Ali Khafagy, director of youth affairs in the Giza branch of the Freedom and Justice Party, the Muslim Brotherhood's new political party, said he loved Egyptian film but could not set foot in an Egyptian cinema.
"I don't go there because many films have love scenes, which our censorship doesn't remove," Khafagy told The Media Line. "I want to see films I can benefit from."
Khafagy said the Egyptian film industry alienated and provoked many traditional Egyptians like himself, but the new youth initiative gave Egyptian film producers an alternative model for "clean and meaningful film."
Khafagy said the lawsuits have been filed against provocative films in Egypt, but even when winning, court rulings were often not implemented in the era when Husni Mubarak ruled Egypt. This would soon change, he asserted, as government becomes more responsive to judiciary decisions.
A new biographical film about the life of Hassan Al-Bana, founder of the Muslim Brotherhood, is an example of the kind of film Khafagy would like to see more of. Filming is to begin shortly, with Syrian actor Rashid Assaf playing the role of Al-Bana. The film is widely viewed as the Brotherhood's answer to a television series aired last year that critically dealt with Brotherhood history.
Joseph Fahim, a Christian film critic for the English-language Daily News Egypt, said film has been used by dictators as a powerful propaganda tool for decades.
"It's a very smart approach," Fahim told The Media Line. "[The Brotherhood] wants to align itself with these positive ideals in a time when their message is falling on deaf ears."
But Fahim doubted whether the Brotherhood initiative would capture large audiences, since few Egyptians went online to watch movies.
"I would be surprised if anyone watching this would automatically turn into a Brotherhood supporter," he said.
The Brotherhood, vying for public support as parliamentary elections scheduled for September loom nearer, depicts a particularly gloomy image of contemporary Egypt. But a recent survey published by the Cabinet Information and Decision-Making Support Centre, a government think tank, revealed that some 56 percent of Egyptians were "satisfied" with Egypt's current state of affairs. Only 9 percent said they were unsatisfied.
Hani Henry, a psychology professor at the American University in Cairo, said the Brotherhood has been capitalizing on Egyptians' religious tendencies for years. He added that following the Egyptian revolution, more and more traditional elements of Egyptian society have joined Facebook, an audience which the Brotherhood is trying to tap in to.
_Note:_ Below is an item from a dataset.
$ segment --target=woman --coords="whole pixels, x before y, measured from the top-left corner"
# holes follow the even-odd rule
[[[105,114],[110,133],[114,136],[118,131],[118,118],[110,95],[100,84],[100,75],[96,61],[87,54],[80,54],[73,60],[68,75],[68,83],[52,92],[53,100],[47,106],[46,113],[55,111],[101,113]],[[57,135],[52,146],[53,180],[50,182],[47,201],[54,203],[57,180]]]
"The Brotherhood wants to address the newcomers," he told The Media Line.
Henry pointed to the fact that none of the new Brotherhood films depicted women.
"They never show women, even though women played a major role in rescuing them from oppression," Henry said. "They try to display a message of modernity and secularism, but they're truly not, and they're always exposed."
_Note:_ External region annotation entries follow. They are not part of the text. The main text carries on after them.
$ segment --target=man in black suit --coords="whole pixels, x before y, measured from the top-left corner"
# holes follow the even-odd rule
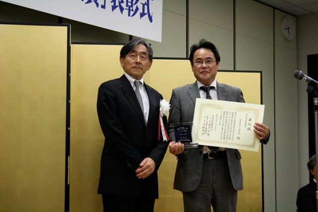
[[[313,175],[314,179],[309,184],[301,188],[297,193],[296,205],[298,212],[316,212],[316,192],[317,185],[316,174],[316,156],[313,156],[307,163],[309,172]]]
[[[153,54],[146,41],[131,40],[120,51],[124,75],[98,89],[97,110],[105,143],[98,193],[104,212],[151,212],[158,198],[157,171],[168,142],[159,136],[162,96],[143,81]]]

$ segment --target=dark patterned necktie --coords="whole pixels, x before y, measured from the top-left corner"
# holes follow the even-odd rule
[[[143,113],[144,104],[143,103],[143,99],[141,97],[141,94],[140,94],[140,92],[139,91],[139,88],[140,88],[140,86],[142,86],[142,83],[140,81],[135,80],[135,82],[134,82],[134,84],[136,86],[136,91],[135,91],[135,93],[136,94],[136,96],[137,97],[137,99],[138,100],[138,102],[139,102],[139,104],[140,105],[140,107],[141,107],[141,110],[143,110]]]
[[[211,97],[211,95],[210,95],[210,90],[213,89],[214,88],[214,86],[201,86],[200,87],[200,89],[206,93],[207,95],[206,99],[207,99],[208,100],[212,99],[212,98]],[[209,148],[211,152],[213,153],[217,152],[219,149],[219,147],[217,147],[216,146],[208,146],[208,148]]]
[[[206,99],[212,100],[212,98],[211,97],[211,95],[210,95],[210,90],[213,89],[214,88],[213,86],[201,86],[200,87],[200,89],[205,92],[206,94],[207,97]]]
Meanwhile, U.S. Secretary of State Hillary Clinton confirmed on Thursday that the American administration would resume "limited" contact with the Muslim Brotherhood, Reuters reported on Thursday. Washington has so far dealt only with Brotherhood parliamentarians who ran as independents, but would now directly engage low-level officials, an unnamed diplomatic source told the agency.
Clinton said that in their contacts with the Brotherhood, U.S. officials would emphasize the importance of non-violence, democratic freedoms, and the rights of women and minorities.